De plus, deux écoles se sont affrontées : celle de la chenille et celle de la roue. La seconde option est retenue, jugée plus en cohérence avec la recherche d’une excellente mobilité opérative, l’engin devant être doté d’un train de roulement 6 × 6.
De plus, il doit être apte à engager des chars modernes en zone urbaine et apporter aux Leclerc et aux VBCI une capacité d’appui et de manœuvre dans toutes leurs zones d’engagement probables.
Afin de remplir ce large spectre de missions, le cahier des charges a établi une combinaison d’armements inédite.
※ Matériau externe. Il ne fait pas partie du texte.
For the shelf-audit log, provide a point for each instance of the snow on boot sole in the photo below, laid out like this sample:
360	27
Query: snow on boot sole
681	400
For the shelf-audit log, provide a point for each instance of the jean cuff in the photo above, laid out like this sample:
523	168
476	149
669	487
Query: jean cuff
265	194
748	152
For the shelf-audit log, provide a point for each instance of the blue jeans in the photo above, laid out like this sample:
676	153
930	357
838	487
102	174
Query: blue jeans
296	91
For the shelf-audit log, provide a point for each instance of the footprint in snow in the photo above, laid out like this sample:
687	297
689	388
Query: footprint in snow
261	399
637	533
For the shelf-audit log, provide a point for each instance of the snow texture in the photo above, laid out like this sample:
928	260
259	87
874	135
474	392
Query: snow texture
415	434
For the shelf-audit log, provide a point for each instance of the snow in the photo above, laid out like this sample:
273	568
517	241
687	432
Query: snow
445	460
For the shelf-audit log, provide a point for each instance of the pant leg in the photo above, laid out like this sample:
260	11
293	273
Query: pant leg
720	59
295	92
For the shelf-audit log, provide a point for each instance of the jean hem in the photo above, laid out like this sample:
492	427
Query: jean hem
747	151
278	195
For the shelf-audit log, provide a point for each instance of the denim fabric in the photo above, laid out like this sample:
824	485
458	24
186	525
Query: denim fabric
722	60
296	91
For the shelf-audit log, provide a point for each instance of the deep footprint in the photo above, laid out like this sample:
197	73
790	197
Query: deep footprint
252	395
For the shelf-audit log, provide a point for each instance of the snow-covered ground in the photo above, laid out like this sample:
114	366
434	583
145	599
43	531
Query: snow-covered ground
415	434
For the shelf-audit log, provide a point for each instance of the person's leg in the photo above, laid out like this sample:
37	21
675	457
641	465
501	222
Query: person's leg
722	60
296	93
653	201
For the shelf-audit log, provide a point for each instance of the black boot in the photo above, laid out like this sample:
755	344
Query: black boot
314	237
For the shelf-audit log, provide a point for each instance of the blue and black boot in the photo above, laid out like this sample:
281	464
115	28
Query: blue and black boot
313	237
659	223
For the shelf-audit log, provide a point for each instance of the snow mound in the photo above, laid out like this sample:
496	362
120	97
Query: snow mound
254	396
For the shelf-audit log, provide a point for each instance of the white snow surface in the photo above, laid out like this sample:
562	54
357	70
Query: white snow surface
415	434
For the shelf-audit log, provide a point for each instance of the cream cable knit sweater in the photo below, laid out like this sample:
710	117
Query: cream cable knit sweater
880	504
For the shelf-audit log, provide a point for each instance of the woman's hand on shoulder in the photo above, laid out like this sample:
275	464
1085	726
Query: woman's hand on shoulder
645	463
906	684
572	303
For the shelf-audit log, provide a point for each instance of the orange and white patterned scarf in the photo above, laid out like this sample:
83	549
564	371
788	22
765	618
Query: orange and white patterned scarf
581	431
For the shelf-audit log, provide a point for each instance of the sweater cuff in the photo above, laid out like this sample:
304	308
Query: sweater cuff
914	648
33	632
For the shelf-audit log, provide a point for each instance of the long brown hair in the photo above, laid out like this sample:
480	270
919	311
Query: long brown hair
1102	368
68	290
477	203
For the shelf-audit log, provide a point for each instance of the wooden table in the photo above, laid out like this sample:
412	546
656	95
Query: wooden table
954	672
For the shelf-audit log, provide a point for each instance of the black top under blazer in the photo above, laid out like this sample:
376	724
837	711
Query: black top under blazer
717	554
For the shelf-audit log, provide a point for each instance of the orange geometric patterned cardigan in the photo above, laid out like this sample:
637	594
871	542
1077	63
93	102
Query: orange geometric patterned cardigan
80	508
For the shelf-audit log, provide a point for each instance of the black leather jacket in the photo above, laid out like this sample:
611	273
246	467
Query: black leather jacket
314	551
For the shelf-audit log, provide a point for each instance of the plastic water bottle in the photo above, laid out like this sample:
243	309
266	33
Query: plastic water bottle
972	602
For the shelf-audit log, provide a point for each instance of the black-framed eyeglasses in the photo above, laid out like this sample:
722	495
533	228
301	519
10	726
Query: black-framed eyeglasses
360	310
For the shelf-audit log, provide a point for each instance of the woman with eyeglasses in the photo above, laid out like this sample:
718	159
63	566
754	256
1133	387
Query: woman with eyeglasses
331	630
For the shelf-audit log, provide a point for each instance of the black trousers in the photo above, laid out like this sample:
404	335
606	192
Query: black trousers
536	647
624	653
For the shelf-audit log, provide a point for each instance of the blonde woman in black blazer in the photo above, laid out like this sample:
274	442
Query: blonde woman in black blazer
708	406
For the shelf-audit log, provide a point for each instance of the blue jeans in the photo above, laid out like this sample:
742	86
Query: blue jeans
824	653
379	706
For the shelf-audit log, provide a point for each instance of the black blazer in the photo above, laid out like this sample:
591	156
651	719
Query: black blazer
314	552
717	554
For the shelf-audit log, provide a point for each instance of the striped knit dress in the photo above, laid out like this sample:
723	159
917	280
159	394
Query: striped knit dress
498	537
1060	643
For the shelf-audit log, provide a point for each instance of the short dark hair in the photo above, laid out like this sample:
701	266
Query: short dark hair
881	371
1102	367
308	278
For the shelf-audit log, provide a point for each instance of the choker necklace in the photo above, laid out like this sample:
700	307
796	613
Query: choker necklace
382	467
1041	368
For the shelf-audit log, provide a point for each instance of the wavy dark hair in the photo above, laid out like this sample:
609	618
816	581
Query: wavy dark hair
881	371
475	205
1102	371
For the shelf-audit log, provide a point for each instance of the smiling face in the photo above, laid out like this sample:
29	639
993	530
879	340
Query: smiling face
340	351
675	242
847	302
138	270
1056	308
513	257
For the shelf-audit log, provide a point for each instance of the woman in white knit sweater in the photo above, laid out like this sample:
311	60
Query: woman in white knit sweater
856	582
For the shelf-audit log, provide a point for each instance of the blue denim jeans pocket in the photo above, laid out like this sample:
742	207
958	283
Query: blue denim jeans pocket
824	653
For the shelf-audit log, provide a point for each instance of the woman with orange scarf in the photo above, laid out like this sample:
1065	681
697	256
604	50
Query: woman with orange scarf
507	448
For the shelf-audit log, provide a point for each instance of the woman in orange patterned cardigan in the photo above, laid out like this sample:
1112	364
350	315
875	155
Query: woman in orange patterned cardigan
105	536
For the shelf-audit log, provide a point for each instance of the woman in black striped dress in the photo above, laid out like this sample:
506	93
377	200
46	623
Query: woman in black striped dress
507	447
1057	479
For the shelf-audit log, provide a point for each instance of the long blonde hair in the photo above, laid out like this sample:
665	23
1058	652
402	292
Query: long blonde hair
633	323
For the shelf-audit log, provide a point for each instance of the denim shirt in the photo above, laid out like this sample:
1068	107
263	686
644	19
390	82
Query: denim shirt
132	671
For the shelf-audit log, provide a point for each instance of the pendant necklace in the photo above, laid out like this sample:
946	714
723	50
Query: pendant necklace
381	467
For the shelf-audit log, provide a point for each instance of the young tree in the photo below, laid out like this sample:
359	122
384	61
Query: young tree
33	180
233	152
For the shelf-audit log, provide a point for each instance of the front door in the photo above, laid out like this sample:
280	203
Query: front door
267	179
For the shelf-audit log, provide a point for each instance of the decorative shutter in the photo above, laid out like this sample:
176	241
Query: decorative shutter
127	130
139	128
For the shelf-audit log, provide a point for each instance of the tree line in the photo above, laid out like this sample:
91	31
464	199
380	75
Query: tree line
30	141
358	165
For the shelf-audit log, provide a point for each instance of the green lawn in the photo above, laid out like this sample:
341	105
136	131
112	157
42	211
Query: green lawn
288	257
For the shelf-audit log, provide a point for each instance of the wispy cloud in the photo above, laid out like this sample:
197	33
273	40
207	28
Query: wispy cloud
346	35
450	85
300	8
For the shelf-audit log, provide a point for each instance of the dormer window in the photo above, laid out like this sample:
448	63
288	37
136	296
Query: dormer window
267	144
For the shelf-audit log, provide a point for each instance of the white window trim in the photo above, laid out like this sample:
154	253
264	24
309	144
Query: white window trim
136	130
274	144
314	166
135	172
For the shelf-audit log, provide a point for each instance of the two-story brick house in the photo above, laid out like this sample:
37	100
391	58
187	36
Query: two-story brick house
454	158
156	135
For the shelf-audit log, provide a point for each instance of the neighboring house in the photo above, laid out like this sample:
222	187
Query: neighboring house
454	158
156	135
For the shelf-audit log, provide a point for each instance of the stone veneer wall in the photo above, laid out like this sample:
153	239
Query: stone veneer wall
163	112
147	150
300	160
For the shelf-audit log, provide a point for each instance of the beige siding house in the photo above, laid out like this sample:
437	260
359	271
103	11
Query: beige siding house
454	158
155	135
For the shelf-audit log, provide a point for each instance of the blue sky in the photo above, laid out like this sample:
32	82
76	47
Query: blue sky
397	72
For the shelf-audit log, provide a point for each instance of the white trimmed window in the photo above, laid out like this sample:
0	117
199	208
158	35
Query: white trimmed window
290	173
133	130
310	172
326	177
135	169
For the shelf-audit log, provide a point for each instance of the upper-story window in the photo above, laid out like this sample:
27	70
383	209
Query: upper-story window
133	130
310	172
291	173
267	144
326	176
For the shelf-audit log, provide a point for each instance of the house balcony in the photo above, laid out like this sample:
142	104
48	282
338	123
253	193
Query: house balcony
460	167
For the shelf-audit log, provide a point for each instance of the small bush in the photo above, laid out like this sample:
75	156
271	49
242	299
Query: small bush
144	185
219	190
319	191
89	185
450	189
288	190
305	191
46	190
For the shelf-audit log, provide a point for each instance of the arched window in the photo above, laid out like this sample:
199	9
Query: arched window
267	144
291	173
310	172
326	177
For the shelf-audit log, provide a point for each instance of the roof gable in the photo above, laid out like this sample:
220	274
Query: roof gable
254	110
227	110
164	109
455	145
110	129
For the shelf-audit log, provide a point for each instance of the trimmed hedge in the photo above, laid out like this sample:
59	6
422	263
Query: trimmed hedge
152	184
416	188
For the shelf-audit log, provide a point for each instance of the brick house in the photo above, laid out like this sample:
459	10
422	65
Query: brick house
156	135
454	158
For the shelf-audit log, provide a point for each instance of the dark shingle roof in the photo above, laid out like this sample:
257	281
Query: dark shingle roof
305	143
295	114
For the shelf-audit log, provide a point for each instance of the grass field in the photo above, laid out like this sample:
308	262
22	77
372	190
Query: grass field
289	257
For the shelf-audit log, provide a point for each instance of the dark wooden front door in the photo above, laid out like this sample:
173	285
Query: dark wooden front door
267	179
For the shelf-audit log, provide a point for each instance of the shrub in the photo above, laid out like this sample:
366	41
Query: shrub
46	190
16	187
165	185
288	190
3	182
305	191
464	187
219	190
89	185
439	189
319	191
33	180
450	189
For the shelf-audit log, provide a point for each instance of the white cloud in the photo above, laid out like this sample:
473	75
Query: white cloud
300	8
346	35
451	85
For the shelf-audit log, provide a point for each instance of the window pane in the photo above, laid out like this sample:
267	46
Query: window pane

Le choix de l’armement principal s’est porté sur un canon mitrailleur couplé à un missile antichar de nouvelle génération afin d’assurer une capacité de destruction de chars modernes en tir direct, mais aussi avec une capacité de tir au-delà de la vue directe (TAVD).
L’EBRC Jaguar est équipé d’une tourelle biplace armée du canon 40 CTC à munition télescopée de 40 mm. Il peut tirer une gamme complète de munition : flèche, explosive, explosive programmable (Airburst), d’entrainement.
La protection doit être évolutive afin de répondre au continuum des opérations : intervention, stabilisation et normalisation.
Le programme SCORPION prévoit la livraison de 248 Jaguar dont le prix unitaire oscille entre 4 et 4,5 millions d’euros. Initialement, 110 exemplaires doivent être livrés dans le cadre de la première étape du programme, qui échoit en 2025. Les 138 véhicules de la deuxième étape devront quant à eux être remis aux forces avant 2035.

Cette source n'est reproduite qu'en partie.